Social media is becoming more mainstream today – for internal and external networking, job searching, to publicize upcoming external learning opportunities (particularly webinars), and for some training applications.
Why is social media helpful to make learning stick? We have known for some time that “single loop” learning (that is, one exposure to learning content) is less effective than “douple loop” or multiple exposures. Social media tools – Twitter, Linked In, and Facebook are the big three – provide easy opportunities to stay in touch with trainees before and after formal learning events. Here are a few suggestions gleaned from my personal experience, recent articles and personal conversations:
Host a post-training discussion/support group on Linked In (or your internal intranet). Ask 2-3 open-ended questions that will encourage discussion of the ideas and how people are applying – or think they might apply – them. Don’t be discouraged if people are reluctant to participate at first. Experience has shown that as more people become involved, participation tends to grow. I’m also finding that many people read others’ posts but don’t post themselves. While this behavior can be frustrating for the facilitator, people are usually learning even though they’re not actively participating.
Use Twitter afer training to send periodic reminders to use and practice newly acquired behaviors. The reminders can be set up ahead of time, for your convenience. Short emails can also be used.

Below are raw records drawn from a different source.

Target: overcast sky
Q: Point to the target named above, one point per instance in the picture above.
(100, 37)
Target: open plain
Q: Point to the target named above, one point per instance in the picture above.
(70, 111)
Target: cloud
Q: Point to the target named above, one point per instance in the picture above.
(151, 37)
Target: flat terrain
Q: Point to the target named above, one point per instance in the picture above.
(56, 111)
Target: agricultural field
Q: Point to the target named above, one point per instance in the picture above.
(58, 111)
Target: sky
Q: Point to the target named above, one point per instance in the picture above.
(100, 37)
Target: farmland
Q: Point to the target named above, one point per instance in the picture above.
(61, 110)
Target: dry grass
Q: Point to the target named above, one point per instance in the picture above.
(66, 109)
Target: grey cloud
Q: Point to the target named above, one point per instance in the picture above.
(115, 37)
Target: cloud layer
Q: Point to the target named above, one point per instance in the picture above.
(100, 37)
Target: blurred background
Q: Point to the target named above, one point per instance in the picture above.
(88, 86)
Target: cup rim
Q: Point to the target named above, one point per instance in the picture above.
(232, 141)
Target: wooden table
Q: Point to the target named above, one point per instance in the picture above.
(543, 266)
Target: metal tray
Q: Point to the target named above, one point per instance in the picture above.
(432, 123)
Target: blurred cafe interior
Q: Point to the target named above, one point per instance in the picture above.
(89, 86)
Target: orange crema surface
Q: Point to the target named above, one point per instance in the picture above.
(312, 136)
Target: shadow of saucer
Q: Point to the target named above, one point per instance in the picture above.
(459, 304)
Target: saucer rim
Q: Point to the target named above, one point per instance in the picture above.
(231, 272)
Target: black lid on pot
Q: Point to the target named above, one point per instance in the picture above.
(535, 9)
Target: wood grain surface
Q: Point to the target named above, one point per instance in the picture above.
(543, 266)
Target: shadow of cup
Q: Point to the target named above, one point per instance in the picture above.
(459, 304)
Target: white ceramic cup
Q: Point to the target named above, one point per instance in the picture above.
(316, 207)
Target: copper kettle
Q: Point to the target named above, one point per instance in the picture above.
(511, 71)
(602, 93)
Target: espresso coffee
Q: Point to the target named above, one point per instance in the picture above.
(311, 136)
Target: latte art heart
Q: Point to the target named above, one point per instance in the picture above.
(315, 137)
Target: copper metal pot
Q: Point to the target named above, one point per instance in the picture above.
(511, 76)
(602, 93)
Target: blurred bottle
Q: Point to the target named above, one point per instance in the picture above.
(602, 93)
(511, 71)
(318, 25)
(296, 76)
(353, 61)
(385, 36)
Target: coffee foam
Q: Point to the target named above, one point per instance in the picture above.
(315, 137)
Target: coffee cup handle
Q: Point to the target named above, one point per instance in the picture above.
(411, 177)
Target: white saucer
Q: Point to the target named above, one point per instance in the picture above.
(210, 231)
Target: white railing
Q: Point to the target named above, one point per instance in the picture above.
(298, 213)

Use Twitter before a learning event, to get a quick “read” on trainees’ interest in particular areas/topics in the training or simply to build positive expectations about upcoming training. (Hint: use short testimonials from previous participants).
Use Facebook for pre-training and post-training discussions, in the same way Linked In can be used, but with photos, PowerPoint slides, or other visuals. Remember, Neurolinguistic Programming tells us that 60% of learners prefer to take in information visually.
During a learning event, ask participants to submit their questions to you via Twitter or cell phone email. A trainer I recently spoke with has found that some learners who are reluctant to raise their hand will use this means to ask questions.
Personal note: I’m currently taking the best blended learning I’ve ever had, as a learner. The design is simple. A one hour webinar was scheduled. One week before this event, 2-3 open-ended, thought-provoking discussion questions were posted on a discussion board, and participants posted comments, asked follow-up questions, etc. And yes, some people didn’t participate, but my guess is that they read the posts. The webinar was held yesterday, with the usual format of a 45 minute presentation with PowerPoint slides and 15 minutes of Q and A, with the questions submitted in writing via the webinar platform. Post-event discussion questions and a practice assignment have now been posted on the discussion board and participants will have one week to post. The software for the discussion board happens to be proprietary, but could just as easily be Linked In or Facebook.
More and more people are using social media, on and off the job. As a trainer, are you keeping up? Do you still consider training to be a one-time event or a process? How can you use social media tools to strengthen the learning process and help make your training stick?